Run Piixie as a local server

LLM inference is the heavy part of anonymization. A laptop can run Piixie’s local model, but a 5 GB model doing vision analysis on a long PDF will keep its fans busy. Server mode moves that burden to one machine you choose, typically a Linux box with a GPU, while the desktop UI stays exactly the same.

The document workflow is unchanged: workstations submit documents to the Piixie server over your local network, the server runs the model and returns the mappings, and the desktop app writes the anonymized copy. Nothing routes through the internet.

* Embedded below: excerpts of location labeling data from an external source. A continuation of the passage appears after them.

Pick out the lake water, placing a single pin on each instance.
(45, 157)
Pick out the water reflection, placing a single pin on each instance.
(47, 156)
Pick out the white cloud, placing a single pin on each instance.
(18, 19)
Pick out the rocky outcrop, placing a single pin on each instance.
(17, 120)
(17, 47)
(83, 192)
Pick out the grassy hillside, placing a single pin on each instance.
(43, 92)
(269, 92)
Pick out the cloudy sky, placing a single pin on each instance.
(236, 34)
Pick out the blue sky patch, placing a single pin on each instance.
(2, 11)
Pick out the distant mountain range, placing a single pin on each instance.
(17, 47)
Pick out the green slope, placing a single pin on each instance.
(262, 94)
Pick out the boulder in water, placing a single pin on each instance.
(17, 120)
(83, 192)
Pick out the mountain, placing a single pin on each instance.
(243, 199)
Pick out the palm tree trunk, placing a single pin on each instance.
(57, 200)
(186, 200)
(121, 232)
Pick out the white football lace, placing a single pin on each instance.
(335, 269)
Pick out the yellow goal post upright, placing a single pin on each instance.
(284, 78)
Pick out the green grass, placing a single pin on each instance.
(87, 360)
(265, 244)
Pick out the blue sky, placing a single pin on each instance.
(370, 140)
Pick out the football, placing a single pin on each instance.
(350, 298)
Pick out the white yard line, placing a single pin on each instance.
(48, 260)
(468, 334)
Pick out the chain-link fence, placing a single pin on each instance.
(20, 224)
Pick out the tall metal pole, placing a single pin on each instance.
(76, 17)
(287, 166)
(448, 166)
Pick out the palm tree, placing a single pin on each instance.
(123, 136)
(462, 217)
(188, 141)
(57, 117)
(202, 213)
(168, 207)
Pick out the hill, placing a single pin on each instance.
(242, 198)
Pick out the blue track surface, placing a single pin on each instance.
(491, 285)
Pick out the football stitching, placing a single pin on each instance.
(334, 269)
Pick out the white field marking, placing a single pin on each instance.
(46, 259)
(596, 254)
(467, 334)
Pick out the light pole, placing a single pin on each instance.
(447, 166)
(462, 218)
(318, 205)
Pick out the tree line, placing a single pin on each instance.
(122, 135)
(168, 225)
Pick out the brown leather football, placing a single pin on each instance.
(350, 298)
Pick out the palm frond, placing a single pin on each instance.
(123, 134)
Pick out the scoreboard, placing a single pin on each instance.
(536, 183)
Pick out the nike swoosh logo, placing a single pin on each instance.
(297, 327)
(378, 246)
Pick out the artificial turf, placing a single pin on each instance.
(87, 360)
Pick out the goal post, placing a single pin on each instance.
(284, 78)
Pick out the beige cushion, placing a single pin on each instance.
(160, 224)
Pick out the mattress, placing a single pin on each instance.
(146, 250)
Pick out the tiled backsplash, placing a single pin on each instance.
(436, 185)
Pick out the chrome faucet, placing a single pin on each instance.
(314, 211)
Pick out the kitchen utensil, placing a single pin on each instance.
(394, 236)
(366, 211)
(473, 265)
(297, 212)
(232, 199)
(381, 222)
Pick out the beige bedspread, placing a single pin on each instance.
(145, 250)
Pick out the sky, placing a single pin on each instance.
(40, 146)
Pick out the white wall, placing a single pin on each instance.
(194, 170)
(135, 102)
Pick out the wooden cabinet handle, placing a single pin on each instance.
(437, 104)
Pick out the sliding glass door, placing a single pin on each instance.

  • Team members on laptops that can’t comfortably run a local model
  • High document volumes where one fast GPU beats ten slow CPUs
  • Centralized control: one machine to provision, monitor, and audit
  • Air-gapped or compliance-bound networks where external APIs are off the table but a shared internal server is fine

On the machine that will host the model (GPU recommended; a recent NVIDIA card or Apple Silicon makes a large difference):

Terminal window
piixie server \
--host 0.0.0.0 \
--port 8787

The server downloads its model on first run, the same Gemma 4 models the desktop app uses, and exposes an OpenAI-compatible chat API on the given port. Pick the larger 12B model for better quality if the GPU has the memory:

Terminal window
piixie server \
--host 0.0.0.0 \
--port 8787 \
--model gemma-4-12b

Keep --host 127.0.0.1 if the server should only accept local connections (for example behind a reverse proxy that adds TLS and authentication).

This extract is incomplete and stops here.